Die Wände dieser Begegnungszone sind mit geöltem Sperrholz verkleidet, der Boden ist ein simpler grobkörniger Unterlagsboden, eingefärbt, geschliffen und mit einer Schutzschicht versehen. Die Türen zu den Kindergartenräumen haben je eine andere Farbe, ebenso die «Infrastrukturwand», die jedem einzelnen Zimmer zugeordnet ist und Stauraum sowie Lüftung enthält. Die Böden in den Kindergartenräumen sind mit Kautschuk belegt. Hochwertigere Materialien kommen nur dort zum Einsatz, wo der Gebrauch dies erfordert, zum Beispiel Eiche auf dem Handlauf der Treppe oder in den Sitznischen der Fenster.
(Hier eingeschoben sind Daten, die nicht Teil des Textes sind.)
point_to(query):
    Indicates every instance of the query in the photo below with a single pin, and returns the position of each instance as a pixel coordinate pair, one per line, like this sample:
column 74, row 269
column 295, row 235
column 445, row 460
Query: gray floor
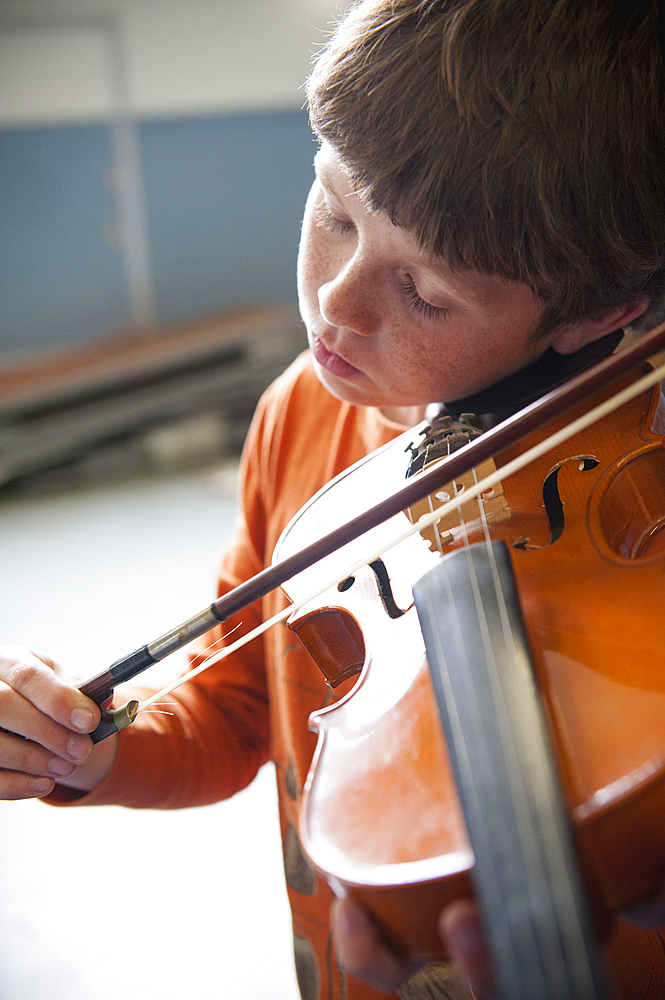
column 110, row 903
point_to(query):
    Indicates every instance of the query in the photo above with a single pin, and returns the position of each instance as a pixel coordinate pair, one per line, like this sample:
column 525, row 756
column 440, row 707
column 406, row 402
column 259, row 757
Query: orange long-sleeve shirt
column 255, row 705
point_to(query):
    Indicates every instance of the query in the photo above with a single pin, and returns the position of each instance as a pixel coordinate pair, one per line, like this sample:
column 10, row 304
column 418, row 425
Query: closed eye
column 327, row 220
column 418, row 304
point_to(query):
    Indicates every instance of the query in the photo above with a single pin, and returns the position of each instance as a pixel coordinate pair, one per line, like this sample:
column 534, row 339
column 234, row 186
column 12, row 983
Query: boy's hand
column 53, row 717
column 364, row 954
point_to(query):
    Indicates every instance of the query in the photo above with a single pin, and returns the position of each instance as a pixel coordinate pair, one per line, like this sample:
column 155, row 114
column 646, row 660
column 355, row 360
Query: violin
column 584, row 523
column 582, row 528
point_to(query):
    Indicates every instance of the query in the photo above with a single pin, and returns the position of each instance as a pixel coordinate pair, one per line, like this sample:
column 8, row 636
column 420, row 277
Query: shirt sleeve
column 218, row 734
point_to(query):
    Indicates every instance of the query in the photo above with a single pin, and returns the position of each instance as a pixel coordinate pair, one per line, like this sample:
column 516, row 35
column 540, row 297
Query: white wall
column 183, row 57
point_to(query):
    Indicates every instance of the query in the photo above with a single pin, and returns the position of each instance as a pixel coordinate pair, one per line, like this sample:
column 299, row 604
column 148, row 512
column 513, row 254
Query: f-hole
column 378, row 567
column 552, row 497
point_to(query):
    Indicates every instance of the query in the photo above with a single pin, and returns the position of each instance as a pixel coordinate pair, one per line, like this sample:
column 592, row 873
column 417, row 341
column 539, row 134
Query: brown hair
column 523, row 138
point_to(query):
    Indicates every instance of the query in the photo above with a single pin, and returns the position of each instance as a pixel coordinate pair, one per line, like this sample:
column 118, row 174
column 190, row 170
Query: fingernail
column 82, row 719
column 61, row 767
column 40, row 785
column 79, row 747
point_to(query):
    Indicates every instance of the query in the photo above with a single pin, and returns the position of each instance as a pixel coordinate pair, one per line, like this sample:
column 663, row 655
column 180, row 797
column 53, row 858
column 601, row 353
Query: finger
column 20, row 718
column 462, row 934
column 36, row 681
column 30, row 759
column 362, row 950
column 15, row 785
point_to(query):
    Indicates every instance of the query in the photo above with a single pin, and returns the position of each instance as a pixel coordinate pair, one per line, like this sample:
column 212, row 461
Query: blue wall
column 224, row 197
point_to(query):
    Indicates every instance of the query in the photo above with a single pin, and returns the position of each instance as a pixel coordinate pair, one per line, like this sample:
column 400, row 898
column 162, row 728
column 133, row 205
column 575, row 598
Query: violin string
column 533, row 860
column 509, row 469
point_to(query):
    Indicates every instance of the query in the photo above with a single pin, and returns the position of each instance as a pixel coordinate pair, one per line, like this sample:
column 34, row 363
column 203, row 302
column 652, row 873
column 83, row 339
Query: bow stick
column 100, row 688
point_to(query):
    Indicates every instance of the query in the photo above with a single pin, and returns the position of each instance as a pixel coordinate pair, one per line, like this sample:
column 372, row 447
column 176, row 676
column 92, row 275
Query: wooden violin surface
column 585, row 525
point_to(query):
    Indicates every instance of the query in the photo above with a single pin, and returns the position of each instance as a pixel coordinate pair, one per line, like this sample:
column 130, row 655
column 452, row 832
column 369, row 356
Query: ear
column 574, row 336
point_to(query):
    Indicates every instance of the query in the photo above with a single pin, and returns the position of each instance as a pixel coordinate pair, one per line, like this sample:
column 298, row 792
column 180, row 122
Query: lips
column 332, row 362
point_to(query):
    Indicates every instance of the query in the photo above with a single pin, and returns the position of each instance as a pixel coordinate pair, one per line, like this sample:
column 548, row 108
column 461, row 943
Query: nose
column 350, row 299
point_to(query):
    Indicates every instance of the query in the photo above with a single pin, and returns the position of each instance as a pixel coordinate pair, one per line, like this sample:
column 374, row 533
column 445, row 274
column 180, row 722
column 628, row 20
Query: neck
column 407, row 416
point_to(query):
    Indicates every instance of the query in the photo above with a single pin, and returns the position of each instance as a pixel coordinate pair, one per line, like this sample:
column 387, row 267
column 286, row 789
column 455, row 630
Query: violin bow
column 492, row 442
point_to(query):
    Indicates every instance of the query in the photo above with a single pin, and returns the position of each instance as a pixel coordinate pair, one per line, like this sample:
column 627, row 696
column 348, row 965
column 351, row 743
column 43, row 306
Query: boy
column 488, row 204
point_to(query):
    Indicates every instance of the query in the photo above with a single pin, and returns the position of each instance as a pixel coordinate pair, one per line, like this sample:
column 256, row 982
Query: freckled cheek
column 314, row 265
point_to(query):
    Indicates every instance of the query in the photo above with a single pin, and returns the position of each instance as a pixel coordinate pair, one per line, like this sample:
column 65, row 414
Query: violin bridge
column 491, row 505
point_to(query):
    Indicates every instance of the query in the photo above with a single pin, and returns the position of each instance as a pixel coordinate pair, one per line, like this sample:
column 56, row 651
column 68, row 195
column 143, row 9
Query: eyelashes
column 327, row 220
column 418, row 304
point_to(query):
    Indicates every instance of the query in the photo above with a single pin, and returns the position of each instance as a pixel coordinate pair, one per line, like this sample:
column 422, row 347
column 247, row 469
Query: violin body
column 585, row 526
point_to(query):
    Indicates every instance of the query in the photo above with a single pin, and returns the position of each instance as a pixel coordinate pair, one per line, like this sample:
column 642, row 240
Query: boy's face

Ansonsten ist die Materialwahl kostengünstig, wirkt aber trotzdem ­hochwertig; die Architekten scheinen das enge Budget weniger als Hindernis betrachtet zu haben denn als Inspirationsquelle. Das zieht sich bis nach aussen, wo die Spielplatzgestaltung zur Kunst deklariert und das Kunst-am-Bau-Budget entsprechend eingesetzt wurde. Die Projektverfasser betonen die exzellente Projektabwicklung durch das beigezogene Baumanagementbüro. Nur die behelfsmässigen Fugen im Kautschuk bereut Kuo. Über Nacht waren die Fenster nicht geschlossen worden, und ein Sturm warf den frisch verlegten Kautschuk auf. Doch das sind Details.

Heute zählt Karamuk Kuo Architekten insgesamt acht Mitarbeiter. Auf den Kindergarten Aadorf folgten zwei weitere Wettbewerbserfolge: eine Schulhauserweiterung mit Turnhalle in Rapperswil-Jona und ein Kompetenzzentrum der Sportwissenschaften auf dem Campus der Universität Lausanne – beide das Ergebnis offener Wettbewerbe. Angesichts dieser Erfolgsstory dürfte der persönliche Wunsch der Architekten zunächst überraschen: Sie würden gern ein Einfami­lienhaus realisieren. Dass sie die dafür erforderliche Kompetenz besitzen, «Do-it-yourself» zu Luxus zu machen beziehungsweise die Mitgestaltung durch die Nutzer zur Qualität, haben sie mit ihrem Erstlingswerk bereits bewiesen.